The meeting room had a high ceiling, large windows, and white paint that caught the light. It was full of families: men and women talking in small groups, college students, and children who ran among the metal folding chairs, filling the room with laughter.

“If you get Jesus wrong,” one pastor began, “you get everything wrong, and you can’t relate to Him.” We recited the Nicene Creed, and sang through Christ-centered songs based on the Psalms. The main pastor talked through Psalm 8, pausing at verse 2:

Out of the mouth of babies and infants,
you have established strength because of your foes,
to still the enemy and the avenger.

“Oh, good,” he said, when one of the children there let out a happy cry. “I was hoping that would happen. In fact, I prayed that it would happen.” He continued to explain the majesty of God in making human beings, as helpless and small as babies, into priceless treasures. He went to Hebrews 2 to explain how Adam’s race had failed to rule this world as God created us to, but Jesus Christ became the ruler Adam failed to be.

I felt like crying with joy; to travel across the Atlantic and much of England and Scotland, and then find my family – radiant with worship, full of love for each other, steadfast in the truth – was exactly the encouragement I needed.

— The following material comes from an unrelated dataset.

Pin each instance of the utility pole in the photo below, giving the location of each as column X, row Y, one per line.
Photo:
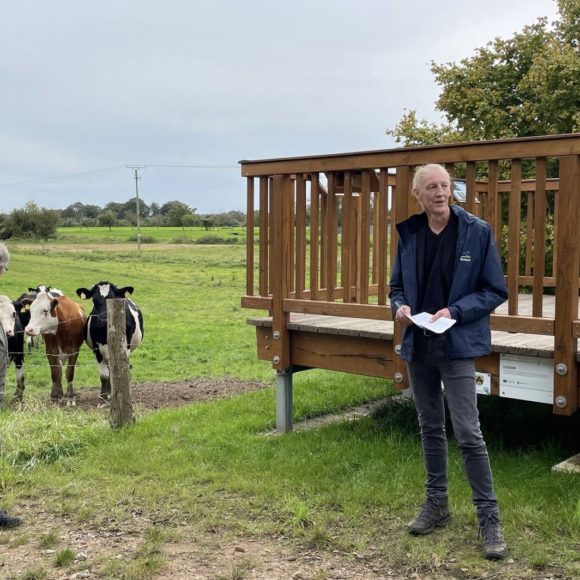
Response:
column 136, row 169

And then we returned. Now, I sift through my memories and new resolutions: to mythologize the beauty around me in stories; to use travel to build relationships, not just view pretty scenery; and to seek out the family of God everywhere.

While we were gone, summer arrived: tree canopies are lush and green, white spirea and pink rhododendrons are blooming, and the ocean is impossibly blue. For the first time, I can taste the sweetness of the word homecoming.